On a flight to Houston, an oversized man stole a window seat. Why? Because in his assigned seat he would have spilled into the aisle. The rightful occupant couldn't really object since the seat-stealer was already firmly planted, tray table down, Burger King cup out.
It's easier now for passengers to get annoyed with each other. We're simply getting packed in more tightly by airlines that are reining in costs more than they ever did before the terror attacks.
A decade ago, an average of 72 percent of seats per flight were occupied. Today, 82 percent are. Passengers once had a shot at an empty middle seat. Now that rarely happens. Airlines have added rows, meaning less leg room. Smaller, regional planes now carry a quarter of all passengers, twice that of a decade ago.
"It is a dismal experience that you simply put up with because you have to get from point A to point B. It used to be the part of the trip you looked forward to," said Virgin America CEO David Cush. "As an industry, we've found a way to beat that joy of flying out of people."

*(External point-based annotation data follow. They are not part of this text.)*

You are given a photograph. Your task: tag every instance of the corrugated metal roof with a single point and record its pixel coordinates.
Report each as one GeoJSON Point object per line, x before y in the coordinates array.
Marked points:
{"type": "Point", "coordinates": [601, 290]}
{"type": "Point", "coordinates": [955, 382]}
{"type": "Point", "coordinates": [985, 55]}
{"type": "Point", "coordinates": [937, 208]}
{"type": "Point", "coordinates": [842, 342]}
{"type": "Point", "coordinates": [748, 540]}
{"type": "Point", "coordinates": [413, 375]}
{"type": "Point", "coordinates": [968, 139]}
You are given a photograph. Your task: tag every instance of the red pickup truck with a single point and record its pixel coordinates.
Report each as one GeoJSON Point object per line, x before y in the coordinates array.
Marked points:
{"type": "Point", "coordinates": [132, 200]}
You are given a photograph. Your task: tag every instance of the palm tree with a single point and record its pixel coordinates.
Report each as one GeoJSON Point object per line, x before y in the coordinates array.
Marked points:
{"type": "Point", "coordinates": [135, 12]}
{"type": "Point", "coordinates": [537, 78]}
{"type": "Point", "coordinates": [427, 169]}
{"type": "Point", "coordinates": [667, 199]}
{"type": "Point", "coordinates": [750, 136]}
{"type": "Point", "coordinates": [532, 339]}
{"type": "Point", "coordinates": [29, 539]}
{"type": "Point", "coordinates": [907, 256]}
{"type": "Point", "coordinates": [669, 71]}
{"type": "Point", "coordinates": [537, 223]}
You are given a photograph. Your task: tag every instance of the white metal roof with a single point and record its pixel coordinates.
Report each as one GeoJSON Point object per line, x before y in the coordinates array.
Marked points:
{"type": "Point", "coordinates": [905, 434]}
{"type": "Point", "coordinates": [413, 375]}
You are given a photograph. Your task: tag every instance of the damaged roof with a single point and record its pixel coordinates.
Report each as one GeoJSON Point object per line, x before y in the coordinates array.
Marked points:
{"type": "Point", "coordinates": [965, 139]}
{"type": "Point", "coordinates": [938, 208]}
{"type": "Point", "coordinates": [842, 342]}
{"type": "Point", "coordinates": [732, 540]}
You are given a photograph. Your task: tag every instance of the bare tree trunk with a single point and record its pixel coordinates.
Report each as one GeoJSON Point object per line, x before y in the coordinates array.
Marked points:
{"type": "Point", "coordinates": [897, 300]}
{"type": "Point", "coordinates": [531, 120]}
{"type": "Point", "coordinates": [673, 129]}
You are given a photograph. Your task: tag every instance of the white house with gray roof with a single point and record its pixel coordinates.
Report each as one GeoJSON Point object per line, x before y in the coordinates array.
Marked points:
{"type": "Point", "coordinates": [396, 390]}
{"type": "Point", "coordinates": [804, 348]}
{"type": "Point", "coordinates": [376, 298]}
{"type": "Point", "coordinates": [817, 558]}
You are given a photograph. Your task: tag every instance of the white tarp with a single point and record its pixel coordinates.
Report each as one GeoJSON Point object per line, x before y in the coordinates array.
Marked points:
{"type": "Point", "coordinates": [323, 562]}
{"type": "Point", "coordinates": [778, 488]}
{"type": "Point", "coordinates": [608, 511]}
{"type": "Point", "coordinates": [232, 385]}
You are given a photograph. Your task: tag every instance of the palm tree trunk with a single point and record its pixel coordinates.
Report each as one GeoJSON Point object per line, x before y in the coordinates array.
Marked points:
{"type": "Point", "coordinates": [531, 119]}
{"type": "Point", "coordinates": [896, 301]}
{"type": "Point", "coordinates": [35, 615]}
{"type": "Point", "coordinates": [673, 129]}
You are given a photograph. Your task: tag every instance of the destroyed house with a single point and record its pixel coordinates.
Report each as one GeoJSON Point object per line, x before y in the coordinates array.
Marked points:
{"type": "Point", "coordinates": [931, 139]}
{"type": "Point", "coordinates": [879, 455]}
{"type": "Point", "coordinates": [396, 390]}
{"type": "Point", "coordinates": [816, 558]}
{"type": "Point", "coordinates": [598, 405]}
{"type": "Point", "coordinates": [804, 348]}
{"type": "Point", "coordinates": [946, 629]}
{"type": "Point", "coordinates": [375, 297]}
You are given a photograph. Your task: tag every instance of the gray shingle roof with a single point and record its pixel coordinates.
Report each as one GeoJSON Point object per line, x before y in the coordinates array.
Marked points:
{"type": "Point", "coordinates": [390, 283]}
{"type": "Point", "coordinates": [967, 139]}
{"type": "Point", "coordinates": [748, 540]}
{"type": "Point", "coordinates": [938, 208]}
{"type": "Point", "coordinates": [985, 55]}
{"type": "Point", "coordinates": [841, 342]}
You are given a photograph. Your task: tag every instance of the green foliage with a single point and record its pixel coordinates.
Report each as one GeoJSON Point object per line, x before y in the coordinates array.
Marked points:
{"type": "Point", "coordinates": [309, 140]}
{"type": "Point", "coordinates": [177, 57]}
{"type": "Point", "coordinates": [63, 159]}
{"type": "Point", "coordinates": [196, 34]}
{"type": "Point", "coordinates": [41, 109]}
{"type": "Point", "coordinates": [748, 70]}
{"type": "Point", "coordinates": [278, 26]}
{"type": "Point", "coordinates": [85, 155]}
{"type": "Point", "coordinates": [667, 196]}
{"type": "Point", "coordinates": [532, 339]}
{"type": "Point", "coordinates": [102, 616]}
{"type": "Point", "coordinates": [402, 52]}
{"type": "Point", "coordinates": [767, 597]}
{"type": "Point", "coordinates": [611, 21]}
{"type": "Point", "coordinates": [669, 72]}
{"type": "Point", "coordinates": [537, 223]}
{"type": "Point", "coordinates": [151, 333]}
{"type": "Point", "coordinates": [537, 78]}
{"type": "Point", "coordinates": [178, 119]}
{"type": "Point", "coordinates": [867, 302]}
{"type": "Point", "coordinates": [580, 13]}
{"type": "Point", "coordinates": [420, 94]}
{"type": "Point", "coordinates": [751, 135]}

In another effort to balance their books, airlines have added fees for once-free services. Last year, $8.1 billion in fees were collected, more than three times the $2.5 billion collected before the attacks, adjusted for inflation.
Checked-luggage fees accounted for $3.4 billion of the 2010 total. Without them, major airlines would have lost money last year rather than reporting a combined $2.6 billion in profits.
It's no wonder that for shorter trips, Americans now avoid flying. New inter-city buses have popped up and Amtrak now carries 37 percent more riders than a decade ago. Buses and trains don't have the security checkpoints that make it necessary for air passengers to arrive at the airport about an hour before domestic flights and two hours in advance for trips out of the U.S.
The days of arriving minutes before a flight are a distant memory, and lines are inconsistent. While one Transportation Security Administration checkpoint took four minutes to clear, another involved a 27-minute wait.